What Florida King Snakes Look Like
The Florida or eastern kingsnake sports more naturalistic browns and blacks than some of the other snakes on this list, and tend to have less prominent banding. This is in an attempt to blend in with their surroundings. This variety is also known to be slightly larger than its western counterpart, reaching around six feet.
What California King Snakes Look Like
The Californian or western kingsnake tends to show off with brighter blacks, yellows, reds, and oranges. This is likely an attempt to intimidate would-be predators.
The term “hypo” typically means the reduction or deletion of a certain gene’s process. In the context of snakes, it typically detonates that a certain color is removed or less visible on the pelt. This creates a more subdued, but still impressive effect.
Albino King Snake
As with all albino animals, these snakes have a total lack of black pigment. Both the Californian and Floridian varieties of kingsnake can sport this morph. Of course, banding size and patterning will vary from animal to animal.
Banded Black and White
The banded black and white king snake shows off a rather impressive contrast of black and white bands.
Brooks King Snake
The Brooks king snake a lighter, brighter version of what the Florida king snake looks like.
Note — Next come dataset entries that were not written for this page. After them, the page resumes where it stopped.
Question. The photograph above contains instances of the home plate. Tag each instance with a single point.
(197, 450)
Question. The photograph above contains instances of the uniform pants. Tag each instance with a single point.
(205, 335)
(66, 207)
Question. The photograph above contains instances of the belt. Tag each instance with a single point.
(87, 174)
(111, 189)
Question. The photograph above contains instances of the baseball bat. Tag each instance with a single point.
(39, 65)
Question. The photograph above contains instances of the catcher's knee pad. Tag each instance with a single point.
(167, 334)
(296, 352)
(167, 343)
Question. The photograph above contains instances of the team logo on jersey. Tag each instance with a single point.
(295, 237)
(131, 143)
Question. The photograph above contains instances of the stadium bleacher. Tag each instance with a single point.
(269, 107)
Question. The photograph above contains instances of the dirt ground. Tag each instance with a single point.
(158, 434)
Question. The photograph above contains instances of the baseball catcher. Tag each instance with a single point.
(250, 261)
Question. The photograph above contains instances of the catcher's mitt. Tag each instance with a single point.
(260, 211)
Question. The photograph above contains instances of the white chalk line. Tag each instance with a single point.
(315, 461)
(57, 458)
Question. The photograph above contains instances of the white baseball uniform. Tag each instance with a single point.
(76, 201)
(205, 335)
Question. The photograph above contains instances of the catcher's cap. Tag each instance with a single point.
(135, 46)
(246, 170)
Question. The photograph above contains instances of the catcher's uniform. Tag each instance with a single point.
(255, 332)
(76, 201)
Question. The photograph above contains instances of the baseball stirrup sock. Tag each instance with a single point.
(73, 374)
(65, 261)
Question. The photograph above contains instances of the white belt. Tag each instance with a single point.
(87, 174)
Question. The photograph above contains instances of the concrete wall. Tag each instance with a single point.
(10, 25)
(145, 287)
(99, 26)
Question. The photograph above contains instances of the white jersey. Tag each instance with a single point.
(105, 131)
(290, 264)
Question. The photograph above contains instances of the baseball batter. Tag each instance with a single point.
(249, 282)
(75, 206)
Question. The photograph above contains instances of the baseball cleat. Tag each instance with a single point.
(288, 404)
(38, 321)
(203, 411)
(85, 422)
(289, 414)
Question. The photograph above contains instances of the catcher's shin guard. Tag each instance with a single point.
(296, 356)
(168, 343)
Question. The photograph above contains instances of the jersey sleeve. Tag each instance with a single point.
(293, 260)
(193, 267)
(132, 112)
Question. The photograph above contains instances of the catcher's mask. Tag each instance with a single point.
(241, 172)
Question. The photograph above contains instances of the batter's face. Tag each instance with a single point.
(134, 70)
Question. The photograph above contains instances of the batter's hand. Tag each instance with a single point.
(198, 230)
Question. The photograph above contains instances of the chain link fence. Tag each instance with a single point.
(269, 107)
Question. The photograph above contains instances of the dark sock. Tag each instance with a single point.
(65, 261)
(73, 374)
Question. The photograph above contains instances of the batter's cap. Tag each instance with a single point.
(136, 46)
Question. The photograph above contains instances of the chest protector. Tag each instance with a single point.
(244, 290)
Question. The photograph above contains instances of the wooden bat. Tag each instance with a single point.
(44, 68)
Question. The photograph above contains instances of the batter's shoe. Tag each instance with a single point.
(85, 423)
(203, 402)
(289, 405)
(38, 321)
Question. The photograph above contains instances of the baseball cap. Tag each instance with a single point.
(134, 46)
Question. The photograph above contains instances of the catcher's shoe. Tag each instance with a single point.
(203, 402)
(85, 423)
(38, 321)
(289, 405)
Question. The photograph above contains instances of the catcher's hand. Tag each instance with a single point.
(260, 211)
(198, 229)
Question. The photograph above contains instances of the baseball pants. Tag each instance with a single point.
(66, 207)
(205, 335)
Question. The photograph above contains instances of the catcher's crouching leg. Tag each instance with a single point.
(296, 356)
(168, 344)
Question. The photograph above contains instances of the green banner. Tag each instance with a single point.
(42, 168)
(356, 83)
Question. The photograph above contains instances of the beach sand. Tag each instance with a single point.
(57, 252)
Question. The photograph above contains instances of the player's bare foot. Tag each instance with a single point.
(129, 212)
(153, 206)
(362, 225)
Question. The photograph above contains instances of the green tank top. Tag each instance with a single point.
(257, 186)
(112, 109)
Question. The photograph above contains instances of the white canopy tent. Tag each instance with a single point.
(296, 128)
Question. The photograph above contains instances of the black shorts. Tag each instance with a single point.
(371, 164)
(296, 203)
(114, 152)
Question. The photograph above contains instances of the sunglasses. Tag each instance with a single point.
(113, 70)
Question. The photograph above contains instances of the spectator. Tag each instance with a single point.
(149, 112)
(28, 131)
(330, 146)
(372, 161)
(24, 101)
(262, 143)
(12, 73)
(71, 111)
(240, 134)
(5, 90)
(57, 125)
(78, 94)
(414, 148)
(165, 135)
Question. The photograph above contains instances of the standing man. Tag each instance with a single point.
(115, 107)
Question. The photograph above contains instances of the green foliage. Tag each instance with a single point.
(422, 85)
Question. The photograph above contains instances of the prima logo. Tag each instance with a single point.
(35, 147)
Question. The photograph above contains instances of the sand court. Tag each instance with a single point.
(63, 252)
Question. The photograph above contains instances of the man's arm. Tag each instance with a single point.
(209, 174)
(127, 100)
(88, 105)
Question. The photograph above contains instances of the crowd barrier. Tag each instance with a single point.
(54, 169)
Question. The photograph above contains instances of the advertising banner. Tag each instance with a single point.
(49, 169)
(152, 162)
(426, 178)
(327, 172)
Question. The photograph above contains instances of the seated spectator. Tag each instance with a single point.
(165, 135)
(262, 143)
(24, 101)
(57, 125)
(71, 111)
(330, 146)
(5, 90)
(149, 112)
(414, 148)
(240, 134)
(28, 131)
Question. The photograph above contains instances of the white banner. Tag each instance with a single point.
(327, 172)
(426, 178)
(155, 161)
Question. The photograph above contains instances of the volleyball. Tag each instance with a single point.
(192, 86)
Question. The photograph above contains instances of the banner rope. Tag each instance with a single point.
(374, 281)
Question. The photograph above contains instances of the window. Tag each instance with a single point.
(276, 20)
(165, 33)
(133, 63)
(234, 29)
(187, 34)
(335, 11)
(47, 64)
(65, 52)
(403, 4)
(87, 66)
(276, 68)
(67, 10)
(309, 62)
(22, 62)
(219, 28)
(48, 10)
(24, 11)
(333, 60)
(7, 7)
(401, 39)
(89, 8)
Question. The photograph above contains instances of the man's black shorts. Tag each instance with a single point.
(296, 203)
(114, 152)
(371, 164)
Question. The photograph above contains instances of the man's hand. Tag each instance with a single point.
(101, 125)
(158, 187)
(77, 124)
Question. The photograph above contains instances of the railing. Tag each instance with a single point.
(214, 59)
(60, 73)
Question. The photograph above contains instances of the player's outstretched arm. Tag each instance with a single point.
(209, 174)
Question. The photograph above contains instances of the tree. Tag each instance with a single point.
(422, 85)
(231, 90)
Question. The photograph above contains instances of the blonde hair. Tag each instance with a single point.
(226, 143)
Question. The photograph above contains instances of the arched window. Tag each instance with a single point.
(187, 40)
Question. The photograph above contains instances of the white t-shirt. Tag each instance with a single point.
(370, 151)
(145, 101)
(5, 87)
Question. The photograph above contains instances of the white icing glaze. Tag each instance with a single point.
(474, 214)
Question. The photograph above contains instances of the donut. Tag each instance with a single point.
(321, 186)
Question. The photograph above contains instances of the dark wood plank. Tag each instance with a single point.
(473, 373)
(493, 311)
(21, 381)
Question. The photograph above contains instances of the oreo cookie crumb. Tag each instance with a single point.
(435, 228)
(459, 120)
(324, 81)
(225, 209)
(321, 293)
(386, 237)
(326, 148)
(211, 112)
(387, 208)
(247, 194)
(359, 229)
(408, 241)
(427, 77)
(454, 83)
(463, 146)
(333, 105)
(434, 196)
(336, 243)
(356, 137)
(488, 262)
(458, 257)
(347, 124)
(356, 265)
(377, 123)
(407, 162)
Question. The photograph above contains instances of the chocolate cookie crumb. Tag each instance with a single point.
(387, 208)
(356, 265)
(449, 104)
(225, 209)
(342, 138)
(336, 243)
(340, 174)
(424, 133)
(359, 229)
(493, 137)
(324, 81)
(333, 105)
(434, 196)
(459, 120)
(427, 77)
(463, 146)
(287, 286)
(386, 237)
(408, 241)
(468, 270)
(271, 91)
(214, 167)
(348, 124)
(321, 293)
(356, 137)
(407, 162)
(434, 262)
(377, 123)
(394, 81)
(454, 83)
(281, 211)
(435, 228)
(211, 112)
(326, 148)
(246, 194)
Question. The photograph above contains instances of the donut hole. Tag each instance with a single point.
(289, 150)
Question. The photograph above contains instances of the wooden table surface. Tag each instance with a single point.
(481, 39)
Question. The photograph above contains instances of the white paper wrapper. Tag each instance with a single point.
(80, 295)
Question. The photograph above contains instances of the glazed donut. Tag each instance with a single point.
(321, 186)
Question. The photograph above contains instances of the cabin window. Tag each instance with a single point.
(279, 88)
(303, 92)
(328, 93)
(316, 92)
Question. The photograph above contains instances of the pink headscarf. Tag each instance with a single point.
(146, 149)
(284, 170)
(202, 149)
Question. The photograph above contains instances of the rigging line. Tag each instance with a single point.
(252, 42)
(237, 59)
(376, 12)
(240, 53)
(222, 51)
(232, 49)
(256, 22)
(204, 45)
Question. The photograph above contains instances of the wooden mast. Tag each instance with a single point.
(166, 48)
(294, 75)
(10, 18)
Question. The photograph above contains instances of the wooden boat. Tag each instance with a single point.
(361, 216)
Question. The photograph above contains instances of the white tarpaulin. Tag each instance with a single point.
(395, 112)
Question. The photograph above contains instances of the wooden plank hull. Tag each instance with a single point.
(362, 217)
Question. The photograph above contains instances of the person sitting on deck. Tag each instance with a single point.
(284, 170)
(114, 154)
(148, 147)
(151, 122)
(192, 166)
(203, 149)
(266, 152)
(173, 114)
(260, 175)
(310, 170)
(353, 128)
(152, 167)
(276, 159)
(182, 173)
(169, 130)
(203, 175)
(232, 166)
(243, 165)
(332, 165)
It is an excellent option for those who want a pet with a more naturalistic appearance that still has pizzazz.
Mexican Black King Snake
This morph has a stunning shiny, nearly iridescent black pelt. With solid black coloring throughout its body, it is hard to remain unimpressed by this showstopper.
What King Snakes Look Like: Final Thoughts
While perhaps slightly less well known than some other commonly kept reptiles, the king snake is an excellent option for reptile owners of all experience levels. No matter what your king snake looks like, you will be able to enjoy the company of this unique, docile animal given a little bit of time and patience. That being said, it is still important to take the time to set yourself up for success before looking at kingsnakes for sale. Be sure that you have a quality setup available for it before it comes home. We would also advise that you establish a relationship with a quality exotic vet. Before you know it, you will have an intuitive understanding of your snake’s needs. You can look forward to a positive relationship for years to come.